BRCA2 Q3299X is described in the ClinVar database as a pathogenic variant. Because it is located relatively close to the end of the coding portion of this gene, the evidence for its disease-predisposing role is considered to be weak. To clarify the contribution of this variant to cancer predisposition, we examined the loss-of-heterozygosity (LOH) status at this locus in the tumor tissue and revealed somatic loss of the normal BRCA2 allele in two out of three analyzed BCs. One HGSOC patient, who was negative for BRCA1/2 germline mutations, was heterozygous for ATM pathogenic variant (c.3511C>T [Q1171X; rs876659067]) (Table 2). There were no women with TP53 or PALB2 germline alterations.

This study revealed a strong founder effect for BRCA1 c.3629_3630delAG allele in Chechen BC and OC patients. BRCA1 c.3629_3630delAG was firstly described in a French study.¹² The analysis of large series of Russian BC and OC patients revealed one carrier of this variant in a woman with apparent Russian ethnicity.²⁶ It is safe to conclude that currently available data do not demonstrate the elevated frequency of BRCA1 c.3629_3630delAG allele in any of the studied populations, i.e., this variant appears to be characteristic specifically for Chechens. The detection of the founder mutations in Chechen patients is anticipated from historical and genetic studies.^{5, 6, 27, 28} Haplotyping analysis revealed a well-preserved genetic identity of Chechens residing in various parts of the Caucasus mountains.²⁷ Strong founder effect was demonstrated for patients with cystic fibrosis registered in the Chechen Republic.²⁸ The identification of recurrent Chechen mutation BRCA1 c.3629_3630delAG may have immediate clinical implication, as it allows non-expensive screening of non-selected BC and OC patients as well as healthy people with instances of BC or OC in their families. The analysis of founder pathogenic variants is significantly cheaper as compared to full-length BRCA1/2 testing; therefore, this approach may therefore be more financially viable.

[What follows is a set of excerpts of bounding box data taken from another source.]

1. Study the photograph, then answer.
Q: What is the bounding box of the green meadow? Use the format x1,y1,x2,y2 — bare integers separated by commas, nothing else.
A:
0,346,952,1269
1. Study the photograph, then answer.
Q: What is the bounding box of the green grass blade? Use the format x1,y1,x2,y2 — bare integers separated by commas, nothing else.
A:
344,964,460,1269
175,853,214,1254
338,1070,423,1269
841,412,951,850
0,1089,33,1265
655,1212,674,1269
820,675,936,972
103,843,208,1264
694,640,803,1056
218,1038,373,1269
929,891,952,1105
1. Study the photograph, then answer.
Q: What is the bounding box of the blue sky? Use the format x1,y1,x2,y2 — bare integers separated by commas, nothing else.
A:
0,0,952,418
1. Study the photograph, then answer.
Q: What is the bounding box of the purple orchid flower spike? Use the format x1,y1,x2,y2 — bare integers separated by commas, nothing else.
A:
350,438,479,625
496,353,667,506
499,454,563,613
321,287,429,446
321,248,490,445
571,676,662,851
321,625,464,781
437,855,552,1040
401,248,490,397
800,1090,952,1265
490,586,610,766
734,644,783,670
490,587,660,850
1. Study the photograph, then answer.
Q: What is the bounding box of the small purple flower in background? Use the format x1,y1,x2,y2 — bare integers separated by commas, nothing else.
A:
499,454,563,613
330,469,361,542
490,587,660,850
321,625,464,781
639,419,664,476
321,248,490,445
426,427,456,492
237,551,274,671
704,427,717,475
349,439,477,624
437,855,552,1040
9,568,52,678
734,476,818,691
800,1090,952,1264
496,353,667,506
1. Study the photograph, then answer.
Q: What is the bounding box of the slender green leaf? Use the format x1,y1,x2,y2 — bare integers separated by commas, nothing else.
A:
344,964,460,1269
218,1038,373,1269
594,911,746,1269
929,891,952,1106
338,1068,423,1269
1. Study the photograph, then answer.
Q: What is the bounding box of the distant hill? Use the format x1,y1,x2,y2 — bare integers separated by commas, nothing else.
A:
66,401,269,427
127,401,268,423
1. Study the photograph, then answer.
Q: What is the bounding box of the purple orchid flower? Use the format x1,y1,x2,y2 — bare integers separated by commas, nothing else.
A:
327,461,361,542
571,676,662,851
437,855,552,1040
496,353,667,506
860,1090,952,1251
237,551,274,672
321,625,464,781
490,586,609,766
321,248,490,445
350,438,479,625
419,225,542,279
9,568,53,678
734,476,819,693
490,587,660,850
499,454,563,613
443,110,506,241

The analysis of consecutive or randomly selected HGSOC patients is apparently the most efficient approach for the analysis of the spectrum of BRCA1/2 mutations in previously unstudied populations. However, it may cause some biases given that some mutations located within BRCA1 and BRCA2 genes demonstrate a preferential association with OC, while other pathogenic alleles tend to be linked to BC predisposition. Consequently, if the study is limited to HGSOC patients, some recurrent BC predisposing alleles may be missed. Notably, the BRCA1 c.3629_3630delAG allele identified in the present study is located within the OC cluster region.^{26, 29}

In conclusion, this small-scale study identified recurrent BRCA1 pathogenic variant characteristic for Chechen BC and OC patients. It also demonstrated the utility of HGSOC testing for rapid ethnicity-specific mapping of the spectrum of BRCA1/2 germline mutations.

AUTHOR CONTRIBUTIONS

Conceptualization, Anna Sokolenko, Luisa Sultanova, and Evgeny Imyanitov; methodology, Anna Sokolenko, Ilya Stepanov, Alexandr Romanko, and Ilya Bizin; data collection and data curation, Aigul Venina, Tatiana Sokolova, Hedi Musayeva, Marina Tovgereeva, Mareta Magomedova, Khusein Akhmatkhanov, Elisa Vagapova, Elena Vasilyeva, Elvina Bakaeva, and Svetlana Aleksakhina; supervision, Elkhan Suleymanov, Svetlana Aleksakhina, and Evgeny Imyanitov; funding acquisition, Evgeny Imyanitov. All authors reviewed the manuscript and edited it for intellectual content and gave final approval for this version.

FUNDING INFORMATION

The study was supported by the Russian Science Foundation [grant number 21–75-30015].

CONFLICT OF INTEREST

The authors have no conflict of interest.

ETHICS STATEMENT

The study design was approved by the local Ethical Committee. All procedures performed in study were in accordance with the 1964 Helsinki declaration and its later amendments or comparable ethical standards.

INFORMED CONSENT

All patients provided informed consent for the analysis of their clinical and molecular data.